My package for Slackware 14.2 still depends on an external ‘qt5’ package (to keep the package size small and because calibre works just fine with the qt 5.7 which is available from my own repository and the SBo script repository). The package for Slackware -current on the other hand was built with an embedded Qt 5.9, which means that its external dependency list shrunk to just ‘podofo’ and ‘unrar’.

Grab the new ‘calibre’ package and enjoy your e-book library!

New package for qbittorrent, now based on Qt5

Not related per se to the fall-out of last weekend’s update to the icu4c and poppler packages, my qbittorrent package for slackware-current had stopped working sometime ago – caused by an update in -current of the boost package on which the torrent library depends.

I needed to update qbittorrent too therefore, after having taken care of the icu4c/poppler breakage. The thing is, I had tried to delay the switch in qbittorrent from Qt4 to Qt5 for as long as possible. The ‘new’ 4.x series of qbittorrent have a hard dependency on Qt5, and Qt4 is no longer supported. So I bit the bullet and made packages for bittorrent-4.0.4 and its dependency, libtorrent-rasterbar-1.1.6.
Since the program uses Qt5 now, the dependencies have changed. If you were running qbittorrent 3.x on slackware-current previously then you have to ensure that you have libxkbcommon, qt5 and qt5-webkit packages installed now.
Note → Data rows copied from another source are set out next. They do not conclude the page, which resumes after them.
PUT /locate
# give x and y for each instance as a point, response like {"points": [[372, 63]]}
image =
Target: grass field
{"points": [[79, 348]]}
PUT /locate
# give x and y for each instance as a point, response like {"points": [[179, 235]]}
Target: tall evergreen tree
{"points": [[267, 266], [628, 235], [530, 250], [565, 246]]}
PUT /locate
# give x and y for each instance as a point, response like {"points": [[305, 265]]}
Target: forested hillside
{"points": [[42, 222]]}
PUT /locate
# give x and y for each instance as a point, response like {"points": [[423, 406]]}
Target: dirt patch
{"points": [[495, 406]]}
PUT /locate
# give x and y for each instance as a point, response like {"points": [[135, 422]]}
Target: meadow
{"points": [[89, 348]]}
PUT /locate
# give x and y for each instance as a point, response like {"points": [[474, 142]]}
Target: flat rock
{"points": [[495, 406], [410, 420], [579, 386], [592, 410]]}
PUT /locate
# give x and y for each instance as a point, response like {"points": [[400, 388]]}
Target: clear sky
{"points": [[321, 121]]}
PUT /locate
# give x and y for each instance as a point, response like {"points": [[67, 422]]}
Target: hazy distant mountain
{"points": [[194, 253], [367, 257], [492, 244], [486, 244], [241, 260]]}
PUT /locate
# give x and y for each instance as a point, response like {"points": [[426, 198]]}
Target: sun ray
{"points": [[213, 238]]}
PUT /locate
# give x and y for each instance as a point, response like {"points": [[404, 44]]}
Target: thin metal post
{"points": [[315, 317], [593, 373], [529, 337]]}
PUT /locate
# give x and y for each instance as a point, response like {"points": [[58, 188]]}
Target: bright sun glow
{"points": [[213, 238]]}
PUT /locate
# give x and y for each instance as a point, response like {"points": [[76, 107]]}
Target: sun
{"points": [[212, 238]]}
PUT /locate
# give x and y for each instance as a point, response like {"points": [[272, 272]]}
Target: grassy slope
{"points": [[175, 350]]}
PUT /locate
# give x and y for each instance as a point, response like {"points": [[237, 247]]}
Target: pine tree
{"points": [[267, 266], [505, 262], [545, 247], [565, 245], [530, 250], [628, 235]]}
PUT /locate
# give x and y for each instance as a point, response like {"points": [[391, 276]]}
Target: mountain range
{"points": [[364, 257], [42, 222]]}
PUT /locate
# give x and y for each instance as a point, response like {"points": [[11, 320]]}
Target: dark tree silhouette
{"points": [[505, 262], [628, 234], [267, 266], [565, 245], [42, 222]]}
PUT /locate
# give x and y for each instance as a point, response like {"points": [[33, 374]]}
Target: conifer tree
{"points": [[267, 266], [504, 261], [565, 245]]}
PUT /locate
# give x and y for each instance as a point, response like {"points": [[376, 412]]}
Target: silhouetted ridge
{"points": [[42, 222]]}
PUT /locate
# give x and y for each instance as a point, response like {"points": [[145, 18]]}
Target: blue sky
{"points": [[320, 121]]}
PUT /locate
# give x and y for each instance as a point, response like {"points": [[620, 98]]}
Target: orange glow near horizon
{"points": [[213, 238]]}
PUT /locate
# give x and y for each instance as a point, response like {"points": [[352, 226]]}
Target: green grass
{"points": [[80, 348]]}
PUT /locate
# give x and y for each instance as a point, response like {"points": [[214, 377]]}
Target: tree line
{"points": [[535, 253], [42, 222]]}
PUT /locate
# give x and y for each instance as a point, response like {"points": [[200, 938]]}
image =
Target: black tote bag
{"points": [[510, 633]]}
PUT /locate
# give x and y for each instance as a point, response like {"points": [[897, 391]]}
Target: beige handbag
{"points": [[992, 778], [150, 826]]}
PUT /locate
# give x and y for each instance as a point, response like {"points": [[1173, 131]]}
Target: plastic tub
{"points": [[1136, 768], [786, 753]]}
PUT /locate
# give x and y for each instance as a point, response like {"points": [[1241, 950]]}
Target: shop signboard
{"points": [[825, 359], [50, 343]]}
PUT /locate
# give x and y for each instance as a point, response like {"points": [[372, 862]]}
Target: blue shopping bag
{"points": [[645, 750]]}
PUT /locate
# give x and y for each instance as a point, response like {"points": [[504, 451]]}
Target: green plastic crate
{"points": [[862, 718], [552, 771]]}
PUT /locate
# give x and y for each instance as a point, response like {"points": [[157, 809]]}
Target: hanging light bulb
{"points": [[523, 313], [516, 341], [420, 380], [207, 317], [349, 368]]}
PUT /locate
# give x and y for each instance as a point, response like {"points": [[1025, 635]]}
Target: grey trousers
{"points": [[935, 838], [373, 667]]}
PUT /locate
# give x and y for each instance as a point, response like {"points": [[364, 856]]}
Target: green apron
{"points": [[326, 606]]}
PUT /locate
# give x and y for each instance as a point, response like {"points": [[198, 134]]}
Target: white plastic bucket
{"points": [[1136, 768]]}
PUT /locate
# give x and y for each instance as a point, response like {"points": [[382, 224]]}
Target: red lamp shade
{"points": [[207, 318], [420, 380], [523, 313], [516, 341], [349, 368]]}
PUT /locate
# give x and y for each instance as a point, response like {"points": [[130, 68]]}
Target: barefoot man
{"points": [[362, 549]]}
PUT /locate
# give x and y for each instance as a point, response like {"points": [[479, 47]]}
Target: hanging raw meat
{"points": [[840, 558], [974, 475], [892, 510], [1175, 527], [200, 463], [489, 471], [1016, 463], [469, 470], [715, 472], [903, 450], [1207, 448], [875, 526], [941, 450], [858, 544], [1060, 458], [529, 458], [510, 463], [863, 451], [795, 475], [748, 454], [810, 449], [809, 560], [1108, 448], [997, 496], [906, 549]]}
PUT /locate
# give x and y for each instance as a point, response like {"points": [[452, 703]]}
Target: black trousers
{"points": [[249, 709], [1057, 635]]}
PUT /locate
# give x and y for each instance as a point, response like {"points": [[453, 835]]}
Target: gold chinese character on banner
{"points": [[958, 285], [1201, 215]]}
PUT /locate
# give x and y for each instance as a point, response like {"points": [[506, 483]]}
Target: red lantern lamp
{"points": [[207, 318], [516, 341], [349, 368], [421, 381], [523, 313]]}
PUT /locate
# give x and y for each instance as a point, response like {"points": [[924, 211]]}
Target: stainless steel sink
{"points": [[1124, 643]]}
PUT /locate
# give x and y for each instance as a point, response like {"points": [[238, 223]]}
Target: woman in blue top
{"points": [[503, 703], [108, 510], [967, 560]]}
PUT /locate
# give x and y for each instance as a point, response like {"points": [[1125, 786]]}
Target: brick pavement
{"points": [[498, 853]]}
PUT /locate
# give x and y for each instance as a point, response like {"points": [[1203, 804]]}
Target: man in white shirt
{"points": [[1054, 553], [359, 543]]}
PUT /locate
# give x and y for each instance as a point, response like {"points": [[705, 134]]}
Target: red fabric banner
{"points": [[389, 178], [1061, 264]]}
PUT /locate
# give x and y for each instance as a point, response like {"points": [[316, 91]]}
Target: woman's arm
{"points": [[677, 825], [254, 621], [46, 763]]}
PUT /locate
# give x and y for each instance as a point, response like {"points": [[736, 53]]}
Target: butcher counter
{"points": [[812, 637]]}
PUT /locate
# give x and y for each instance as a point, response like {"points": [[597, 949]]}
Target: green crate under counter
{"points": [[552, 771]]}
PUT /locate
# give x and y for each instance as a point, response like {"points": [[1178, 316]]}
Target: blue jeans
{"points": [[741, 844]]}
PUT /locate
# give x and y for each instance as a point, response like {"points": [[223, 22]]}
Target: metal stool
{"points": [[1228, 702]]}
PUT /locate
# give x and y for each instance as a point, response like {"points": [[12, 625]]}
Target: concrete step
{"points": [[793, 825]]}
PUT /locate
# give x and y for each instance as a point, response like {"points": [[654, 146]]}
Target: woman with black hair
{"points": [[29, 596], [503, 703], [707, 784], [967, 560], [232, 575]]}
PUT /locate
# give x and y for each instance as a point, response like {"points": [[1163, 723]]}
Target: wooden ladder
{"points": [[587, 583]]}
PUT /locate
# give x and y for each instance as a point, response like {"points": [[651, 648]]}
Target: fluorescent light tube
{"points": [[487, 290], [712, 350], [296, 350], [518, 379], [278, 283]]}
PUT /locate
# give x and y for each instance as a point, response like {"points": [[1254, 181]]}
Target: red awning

For good times’ sake, I have kept the old SlackBuild scripts and sources but I renamed them to libtorrent-rasterbar10.SlackBuild and qbittorrent3.SlackBuild. If you want the old Qt4 based interface back, then compile the two packages using these SlackBuild scripts (first libtorrent-rasterbar, then qbittorrent). You can install either the new, or the old versions. They can not be co-installed.